The main strength of this study lies in its contribution to the understanding of the effect of 5-HTP supplementation on cognitive function in older Asian adults. There is a paucity of data in older Asian adults, and moreover, previous studies have focused on mood, sleep, and appetite outcomes, particularly in the Western population [18,25,64]. Although the participants in this study were not diagnosed with cognitive disorders, they are vulnerable to age-related cognitive decline, which could be a part of the natural aging process. The observed effects of 5-HTP supplementation on cognitive function and mood outcomes may reflect preventive or maintaining benefits in this population without overt impairment. Additionally, both validated subjective questionnaires and objective blood biomarker assessment tools were applied to assess cognitive function and to explore the potential mechanism in this study. Lastly, the dietary intake throughout the intervention was well controlled as evidenced by a maintenance of nutrient intake, which can further support the improvements in cognitive function and mood by 5-HTP supplementation.

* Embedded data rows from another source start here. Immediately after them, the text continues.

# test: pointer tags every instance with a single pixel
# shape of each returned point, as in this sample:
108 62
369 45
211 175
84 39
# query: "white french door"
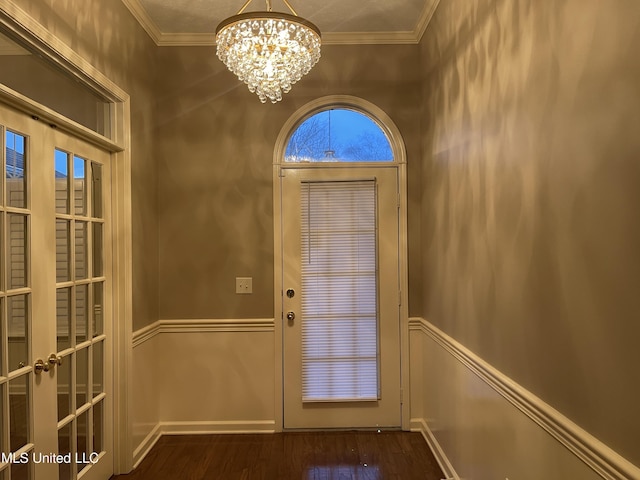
340 304
55 368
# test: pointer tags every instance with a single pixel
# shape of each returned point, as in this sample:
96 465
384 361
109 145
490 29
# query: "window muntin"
338 135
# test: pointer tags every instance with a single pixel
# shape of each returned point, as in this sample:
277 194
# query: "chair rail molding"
599 457
202 325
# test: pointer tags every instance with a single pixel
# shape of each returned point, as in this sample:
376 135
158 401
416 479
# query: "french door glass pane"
17 241
65 434
97 250
16 162
19 412
98 367
63 317
82 317
63 252
20 471
62 181
96 184
80 186
83 443
17 319
98 323
81 242
63 373
82 376
339 291
98 427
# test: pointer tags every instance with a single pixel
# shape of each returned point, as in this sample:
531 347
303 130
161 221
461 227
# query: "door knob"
40 366
54 360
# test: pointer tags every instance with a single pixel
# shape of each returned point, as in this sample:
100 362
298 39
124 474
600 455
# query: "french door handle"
54 360
40 366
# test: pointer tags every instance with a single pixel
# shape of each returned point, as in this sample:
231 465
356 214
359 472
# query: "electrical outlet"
244 285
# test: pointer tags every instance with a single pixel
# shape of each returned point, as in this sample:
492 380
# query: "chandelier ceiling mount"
267 50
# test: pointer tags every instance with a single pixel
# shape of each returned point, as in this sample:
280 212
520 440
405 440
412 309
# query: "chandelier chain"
269 51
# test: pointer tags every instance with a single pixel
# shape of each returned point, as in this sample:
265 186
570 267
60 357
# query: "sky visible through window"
339 135
61 165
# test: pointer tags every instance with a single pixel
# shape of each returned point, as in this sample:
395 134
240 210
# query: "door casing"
40 41
398 148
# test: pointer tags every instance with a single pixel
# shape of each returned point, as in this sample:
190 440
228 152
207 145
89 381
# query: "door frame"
400 156
41 41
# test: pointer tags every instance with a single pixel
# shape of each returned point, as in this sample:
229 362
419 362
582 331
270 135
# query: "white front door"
55 377
341 296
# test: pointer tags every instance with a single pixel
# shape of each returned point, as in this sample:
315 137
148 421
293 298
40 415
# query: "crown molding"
141 15
162 39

However, there are some limitations to consider. Firstly, the effect of 5-HTP on cognitive function was the secondary outcome in this study. Furthermore, due to the lack of preliminary data, the power calculation, although performed liberally, may remain inadequate for the cognitive function investigation. Further studies with a larger sample size are warranted to confirm the efficacy of 5-HTP supplementation and explore subgroup effects, such as those based on gender, narrower age groups, and different health conditions. As participants were relatively healthy in this study, it is hard to generalize our findings to those who are diagnosed with cognitive disorders. Further studies are warranted to establish the MCID range specific to cognitively healthy older adults. The daily dietary intake, sleep conditions, and cardiometabolic profiles were maintained during the study; however, besides these factors, various lifestyle factors such as physical activity and social engagement, which could also potentially influence the outcomes, were not measured. Therefore, future studies may benefit from a more comprehensive lifestyle assessment to better interpret the effect of the dietary intervention. Although validated tools were applied, assessments of cognitive function and mood mainly relied on self-reporting, which could lead to reporting bias. Additionally, though different versions of MoCA were used at every visit, the repeated administration of the MoCA would inevitably lead to practice effects. Moreover, the large variability of cognitive function-related biomarker measurements limits the interpretation of the results. Lastly, the blood serotonin levels may not fully reflect the central serotonin levels, which are directly implicated in neuropsychiatric and neurodegenerative disorders [65], and the employment of neuroimaging or cerebrospinal fluid analysis can be considered to further investigate the mechanistic insight.

5. Conclusions

In conclusion, 5-HTP supplementation demonstrated potential in improving cognitive function and alleviating depression symptoms through the regulation of the serotonergic system in Singaporean older adults. This finding highlights the promising effect of 5-HTP as an accessible complementary supplementation to promote cognitive function and mental health in the aging population, though further studies with a larger sample size and more sensitive tools are warranted to confirm its efficacy in the long term and in broader populations.